Namun, perubahan terdalam mungkin bukanlah hal militer atau ekonomi. Dalam istilah strategis, perubahan itu mungkin bersifat kultural. Negara-negara Teluk telah menghabiskan beberapa dekade memprioritaskan stabilitas, modernisasi, dan manuver geopolitik yang hati-hati. Perang regional yang berkelanjutan dapat mengganggu model itu. Hal ini dapat memaksa pertukaran yang sulit antara tuntutan keamanan dan ambisi pembangunan, antara fleksibilitas diplomasi dan disiplin aliansi, antara keinginan untuk menghindari eskalasi dan realitas hidup berdampingan dengannya.
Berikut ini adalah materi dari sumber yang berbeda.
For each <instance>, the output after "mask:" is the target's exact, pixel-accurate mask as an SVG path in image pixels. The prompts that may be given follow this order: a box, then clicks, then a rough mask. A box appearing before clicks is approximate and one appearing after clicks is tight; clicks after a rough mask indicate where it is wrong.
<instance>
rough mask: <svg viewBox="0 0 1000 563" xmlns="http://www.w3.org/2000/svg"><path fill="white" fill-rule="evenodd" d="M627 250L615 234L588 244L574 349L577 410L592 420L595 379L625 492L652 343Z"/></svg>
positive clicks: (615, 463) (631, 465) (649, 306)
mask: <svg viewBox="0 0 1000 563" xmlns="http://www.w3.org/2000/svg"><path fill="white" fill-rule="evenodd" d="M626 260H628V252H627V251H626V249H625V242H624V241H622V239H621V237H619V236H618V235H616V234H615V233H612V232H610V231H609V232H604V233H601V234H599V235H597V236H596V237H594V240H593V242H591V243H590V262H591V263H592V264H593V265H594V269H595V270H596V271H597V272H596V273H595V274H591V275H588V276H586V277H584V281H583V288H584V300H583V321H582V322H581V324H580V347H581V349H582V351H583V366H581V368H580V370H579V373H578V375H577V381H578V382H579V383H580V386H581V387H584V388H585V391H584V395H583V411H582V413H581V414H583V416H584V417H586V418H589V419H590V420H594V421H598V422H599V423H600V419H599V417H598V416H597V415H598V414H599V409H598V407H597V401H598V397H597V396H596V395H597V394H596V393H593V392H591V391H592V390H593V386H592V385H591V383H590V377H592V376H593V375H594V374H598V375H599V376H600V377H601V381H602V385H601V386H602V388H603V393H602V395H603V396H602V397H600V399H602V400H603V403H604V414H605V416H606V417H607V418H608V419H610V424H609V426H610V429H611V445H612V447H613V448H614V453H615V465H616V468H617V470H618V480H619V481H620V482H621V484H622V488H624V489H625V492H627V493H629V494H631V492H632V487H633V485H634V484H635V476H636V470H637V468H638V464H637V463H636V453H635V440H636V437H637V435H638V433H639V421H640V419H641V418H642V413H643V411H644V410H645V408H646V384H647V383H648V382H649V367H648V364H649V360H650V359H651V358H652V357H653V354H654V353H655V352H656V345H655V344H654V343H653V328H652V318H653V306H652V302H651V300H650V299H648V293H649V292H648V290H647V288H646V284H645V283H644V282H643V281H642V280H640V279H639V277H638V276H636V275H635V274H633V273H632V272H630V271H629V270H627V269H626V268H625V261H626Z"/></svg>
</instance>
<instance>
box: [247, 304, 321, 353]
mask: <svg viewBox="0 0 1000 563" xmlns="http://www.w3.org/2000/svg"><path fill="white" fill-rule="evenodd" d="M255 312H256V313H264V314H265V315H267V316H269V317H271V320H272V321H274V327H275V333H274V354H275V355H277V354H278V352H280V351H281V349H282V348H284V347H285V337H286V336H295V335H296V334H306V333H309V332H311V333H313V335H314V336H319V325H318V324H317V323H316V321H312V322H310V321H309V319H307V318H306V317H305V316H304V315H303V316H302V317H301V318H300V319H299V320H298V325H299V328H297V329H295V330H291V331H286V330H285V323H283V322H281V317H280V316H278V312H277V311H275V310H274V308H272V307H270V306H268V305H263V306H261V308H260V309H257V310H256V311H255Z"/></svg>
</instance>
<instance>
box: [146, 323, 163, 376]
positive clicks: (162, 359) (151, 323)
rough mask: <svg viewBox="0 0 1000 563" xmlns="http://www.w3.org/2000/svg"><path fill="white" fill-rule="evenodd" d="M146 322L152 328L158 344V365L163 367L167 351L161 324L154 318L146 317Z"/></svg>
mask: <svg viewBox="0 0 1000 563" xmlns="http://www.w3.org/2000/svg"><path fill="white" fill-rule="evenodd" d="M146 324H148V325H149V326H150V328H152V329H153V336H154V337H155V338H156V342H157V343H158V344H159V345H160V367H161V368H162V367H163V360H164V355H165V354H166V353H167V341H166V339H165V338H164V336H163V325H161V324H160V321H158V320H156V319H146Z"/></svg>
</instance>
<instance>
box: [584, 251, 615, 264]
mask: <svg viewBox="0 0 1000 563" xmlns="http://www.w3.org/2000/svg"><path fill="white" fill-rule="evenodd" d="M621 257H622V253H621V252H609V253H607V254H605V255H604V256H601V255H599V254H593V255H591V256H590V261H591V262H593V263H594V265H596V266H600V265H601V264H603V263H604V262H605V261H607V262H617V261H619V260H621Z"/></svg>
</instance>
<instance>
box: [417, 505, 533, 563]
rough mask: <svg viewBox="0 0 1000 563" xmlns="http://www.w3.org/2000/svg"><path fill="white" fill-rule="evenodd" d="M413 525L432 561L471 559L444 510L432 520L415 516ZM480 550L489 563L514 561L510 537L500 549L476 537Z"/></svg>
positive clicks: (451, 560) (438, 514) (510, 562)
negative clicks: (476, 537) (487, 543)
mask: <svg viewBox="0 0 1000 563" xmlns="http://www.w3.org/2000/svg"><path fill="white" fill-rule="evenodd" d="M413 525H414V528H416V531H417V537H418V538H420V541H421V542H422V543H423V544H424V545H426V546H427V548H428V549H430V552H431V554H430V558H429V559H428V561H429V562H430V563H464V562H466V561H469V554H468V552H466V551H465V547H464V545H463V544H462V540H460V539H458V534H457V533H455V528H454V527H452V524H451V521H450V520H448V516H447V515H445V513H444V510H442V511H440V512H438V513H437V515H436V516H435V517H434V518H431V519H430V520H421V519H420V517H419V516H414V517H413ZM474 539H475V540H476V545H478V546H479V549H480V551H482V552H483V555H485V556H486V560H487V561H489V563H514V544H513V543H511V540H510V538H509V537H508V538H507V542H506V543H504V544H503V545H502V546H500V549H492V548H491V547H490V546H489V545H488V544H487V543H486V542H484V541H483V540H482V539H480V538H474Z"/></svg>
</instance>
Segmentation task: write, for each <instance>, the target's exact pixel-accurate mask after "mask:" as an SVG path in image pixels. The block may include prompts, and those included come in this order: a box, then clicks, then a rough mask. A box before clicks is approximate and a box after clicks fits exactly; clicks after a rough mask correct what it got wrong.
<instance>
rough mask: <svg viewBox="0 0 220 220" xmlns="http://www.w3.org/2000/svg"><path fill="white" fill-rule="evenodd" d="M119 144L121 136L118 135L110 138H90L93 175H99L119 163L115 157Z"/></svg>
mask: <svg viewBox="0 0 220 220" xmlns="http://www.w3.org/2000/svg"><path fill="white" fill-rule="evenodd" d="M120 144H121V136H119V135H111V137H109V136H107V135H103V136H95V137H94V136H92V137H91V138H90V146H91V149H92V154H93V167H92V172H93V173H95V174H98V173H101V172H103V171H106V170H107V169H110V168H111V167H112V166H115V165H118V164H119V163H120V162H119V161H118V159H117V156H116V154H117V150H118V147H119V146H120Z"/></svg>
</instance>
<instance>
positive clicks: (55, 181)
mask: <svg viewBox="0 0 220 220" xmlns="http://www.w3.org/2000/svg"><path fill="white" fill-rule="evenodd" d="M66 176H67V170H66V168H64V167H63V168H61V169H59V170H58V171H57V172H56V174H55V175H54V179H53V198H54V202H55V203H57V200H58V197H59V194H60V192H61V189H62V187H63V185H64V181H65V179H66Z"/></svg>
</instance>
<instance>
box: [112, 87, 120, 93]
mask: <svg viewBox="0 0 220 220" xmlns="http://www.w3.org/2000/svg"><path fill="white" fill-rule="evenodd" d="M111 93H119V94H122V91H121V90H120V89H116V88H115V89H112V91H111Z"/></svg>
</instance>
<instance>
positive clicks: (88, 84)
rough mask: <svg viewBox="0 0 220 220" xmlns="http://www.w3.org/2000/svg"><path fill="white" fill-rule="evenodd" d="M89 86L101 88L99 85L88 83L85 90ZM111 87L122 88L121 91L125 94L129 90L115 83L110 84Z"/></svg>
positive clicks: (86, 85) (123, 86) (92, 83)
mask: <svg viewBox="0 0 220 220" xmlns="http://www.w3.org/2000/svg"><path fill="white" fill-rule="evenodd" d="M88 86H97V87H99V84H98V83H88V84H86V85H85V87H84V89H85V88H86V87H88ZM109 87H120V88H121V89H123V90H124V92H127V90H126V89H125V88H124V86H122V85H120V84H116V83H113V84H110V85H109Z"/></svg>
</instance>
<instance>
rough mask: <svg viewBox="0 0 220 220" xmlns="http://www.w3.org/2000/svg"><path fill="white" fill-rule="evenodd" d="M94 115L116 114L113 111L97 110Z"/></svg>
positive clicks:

MEMBACA  Partai MK Zuma akan bergabung dengan aliansi oposisi Afrika Selatan

Itulah mengapa Teluk kini terasa seperti berdiri di persimpangan jalan. Kawasan ini bisa menjadi garis depan konfrontasi berkepanjangan yang diwarnai persaingan kekuatan besar—atau dapat memanfaatkan modal diplomatik yang telah dibangun untuk mendorong de-eskalasi sambil memperkuat ketahanan defensifnya. Bagaimanapun juga, hasilnya tidak hanya akan membentuk pemikiran keamanan Teluk. Ia dapat mempengaruhi seluruh arsitektur politik kawasan untuk tahun-tahun—mungkin bahkan dekade-dekade—mendatang.

Pandangan yang diutarakan dalam artikel ini adalah milik penulis sendiri dan tidak necessarily mencerminkan sikap editorial Al Jazeera.